As a homeowner, the idea of saving energy needs to be taken seriously A big part of that has to do with controlling the thermostat. If resolving to turn off the thermostat when you leave the house seems a bit ambitious, install a programmable thermostat to do it for you.

And while you’re finding new ways to keep the house warm or cool efficiently, why not keep the water warm as well? Gone are the days of bulky water heaters expending energy on keeping showers hot, now we have tankless water heaters to be thankful for. The Department of Energy says that tankless water heaters are 8 to 34% more energy efficient than the standard water heaters, and that will make a lot of homeowners say, “Tanks a lot.”

Energy Efficient Audit

Step 2 of energy saving is the energy efficient audit. In this case, you’re targeting the quirks you may have noticed in your home and determining whether or not they can be responsible for raising your utility bills and decreasing energy efficiency in your home.

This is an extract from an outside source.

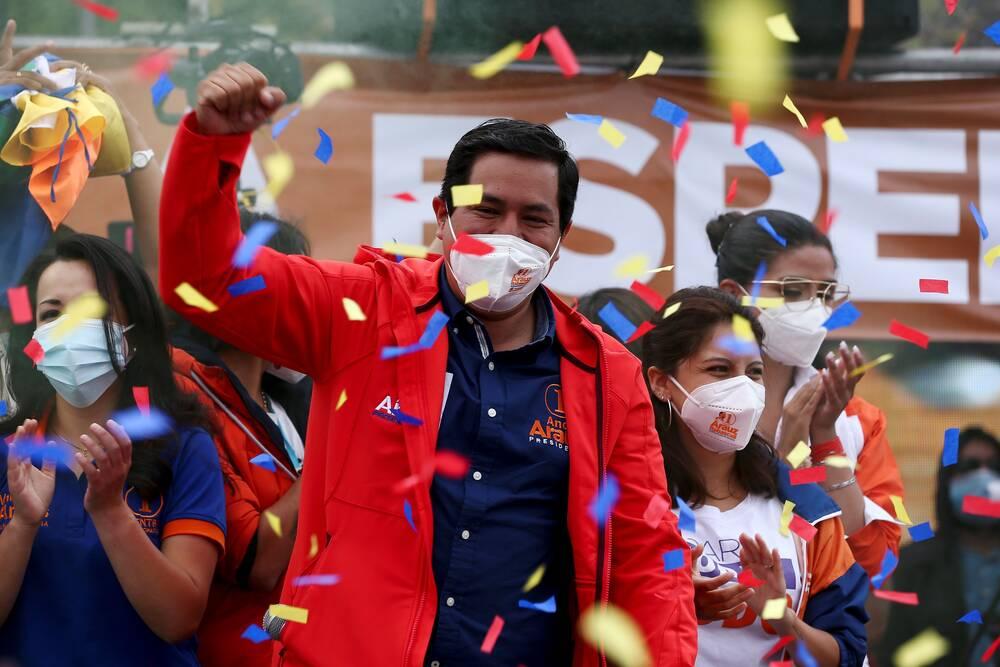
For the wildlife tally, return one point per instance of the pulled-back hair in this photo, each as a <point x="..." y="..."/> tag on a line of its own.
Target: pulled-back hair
<point x="674" y="340"/>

For example, maybe your noticing a strange smell emitting from the basement, or that one of the rooms is about ten degrees colder than all the rest. Maybe that was ok for the Addams family, but your home is your castle, so you want to know the real reason.

An energy audit is an inexpensive way to get the peace of mind by assessing your home and determining which fixes will lead to the biggest payoffs in the long run.

Keeping it Green

You’re not just a homeowner with a new home in a New Year, you’re a homeowner with a new home in a new century, (relatively.) Nowadays going green has a lot to do with making healthy choices, but it also has a lot to do with the “finished” product.

When you’re putting the “finishing” touches on your new home, swap out laminates and carpets with hardwood surfaces. Hardwood surfaces gather less dust and bacteria and keep the air in your house healthier.

Look to use sustainable materials. Bamboo and cork are both sustainable resources that can regenerate themselves and be maintained for an indefinite amount of time.

Paint with low or no- VOC non-toxic paint, and if you’re texturizing, Earth plaster is a friendlier alternative to gypsum.

Learn To DIY New Homeowner Resolutions

Even before the expression DIY became a catchphrase, the value of doing things yourself can never be underestimated.

The more home repairs and maintenance work you can do yourself, the less aggravation it will cost you in the end.

Make one of your resolutions to read up or surf the web for tutorials on things like replacing air filters, painting, fixing leaks, and ridding your bedroom of mold. Find out how to rid your house of roaches and musty smells in the basement. You’ll find that the more you can do by yourself, the more you can get done and the quicker you can get it done.

So, may old acquaintance be forgot and never brought to mind. May your mortgage go down, and may equity go up, and may all your homeowner’s resolutions come to fruition. Remember, if you keep the little things in check, you’ll be prepared to face the bigger stuff.